Alkali Metals Limited (AML) is engaged in the manufacturing of a range of fine, based on related chemistry. Currently, the company has two manufacturing facilities, each having an installed capacity of 2200 MTPA. The Unit I is engaged in the manufacture of sodium metals, organo alkali metallics, tetrazoles, amino pyridines and caters to the domestic market and Unit II, a 100% EOU is engaged in the manufacture of pyridine derivatives, cyclic compounds and fine chemicals.
Company’s product portfolio is diversified in three categories, Sodium Derivatives, Pyridine Derivatives and Fine Chemicals. Company manufactures the above products on bulk and regular basis, on campaign basis and also on contract manufacturing basis.
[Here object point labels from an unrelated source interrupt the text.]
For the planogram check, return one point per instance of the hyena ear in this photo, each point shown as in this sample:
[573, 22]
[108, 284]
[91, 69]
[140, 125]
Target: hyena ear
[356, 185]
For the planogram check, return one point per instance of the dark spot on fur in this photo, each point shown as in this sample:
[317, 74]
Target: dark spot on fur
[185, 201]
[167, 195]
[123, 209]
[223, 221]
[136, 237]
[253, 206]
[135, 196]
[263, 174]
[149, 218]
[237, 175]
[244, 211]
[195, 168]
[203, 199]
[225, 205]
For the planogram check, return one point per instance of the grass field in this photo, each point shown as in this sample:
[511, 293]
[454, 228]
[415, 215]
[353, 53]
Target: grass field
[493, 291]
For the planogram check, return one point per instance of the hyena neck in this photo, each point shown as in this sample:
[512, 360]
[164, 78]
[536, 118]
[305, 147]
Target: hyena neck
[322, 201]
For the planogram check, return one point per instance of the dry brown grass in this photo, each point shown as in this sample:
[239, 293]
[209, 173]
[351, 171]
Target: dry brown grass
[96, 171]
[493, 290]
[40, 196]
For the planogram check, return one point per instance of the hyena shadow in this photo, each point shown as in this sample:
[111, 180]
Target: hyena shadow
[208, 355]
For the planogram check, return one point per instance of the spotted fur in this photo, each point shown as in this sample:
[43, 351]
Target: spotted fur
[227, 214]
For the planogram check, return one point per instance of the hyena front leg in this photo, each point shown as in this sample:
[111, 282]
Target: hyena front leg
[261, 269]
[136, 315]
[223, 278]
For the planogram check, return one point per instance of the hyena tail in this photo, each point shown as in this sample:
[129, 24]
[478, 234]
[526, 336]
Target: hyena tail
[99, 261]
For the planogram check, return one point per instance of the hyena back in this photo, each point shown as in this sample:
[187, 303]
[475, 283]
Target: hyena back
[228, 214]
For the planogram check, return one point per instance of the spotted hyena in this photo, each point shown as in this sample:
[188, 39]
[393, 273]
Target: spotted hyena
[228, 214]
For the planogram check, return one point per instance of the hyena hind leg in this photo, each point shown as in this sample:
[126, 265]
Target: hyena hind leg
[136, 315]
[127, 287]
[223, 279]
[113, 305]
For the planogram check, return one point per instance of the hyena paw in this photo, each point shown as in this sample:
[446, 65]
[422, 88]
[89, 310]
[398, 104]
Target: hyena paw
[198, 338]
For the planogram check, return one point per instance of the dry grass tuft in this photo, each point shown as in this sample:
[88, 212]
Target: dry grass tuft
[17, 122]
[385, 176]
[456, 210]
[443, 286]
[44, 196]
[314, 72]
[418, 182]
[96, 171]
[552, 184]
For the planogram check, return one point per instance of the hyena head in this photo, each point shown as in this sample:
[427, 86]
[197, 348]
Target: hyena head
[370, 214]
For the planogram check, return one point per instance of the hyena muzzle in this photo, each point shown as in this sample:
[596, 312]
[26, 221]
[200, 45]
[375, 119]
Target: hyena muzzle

The company plans to use the proceeds of the current IPO for setting up of an API plant at Visakhapatnam.
At a price band of Rs.90 to Rs.105 per equity share, the company is trading at a P/E multiple of 13x at lower side of the band and 15.21x at the higher side of its annualized EPS of Rs.6.90 for four months ended July’08. Looking at the post issue valuation the issue will trade at a P/E of 17.31x at the lower side of the band and 20.19x at the higher side of its annualized EPS of Rs.5.20 four months ended July’08.
Jubilant Organosys, company in similar business is trading at a P/E of 10 and hence valuations for Alkali Metals appear expensive in the price band of Rs 90 to Rs 105 and hence we recommend investors to avoid the IPO.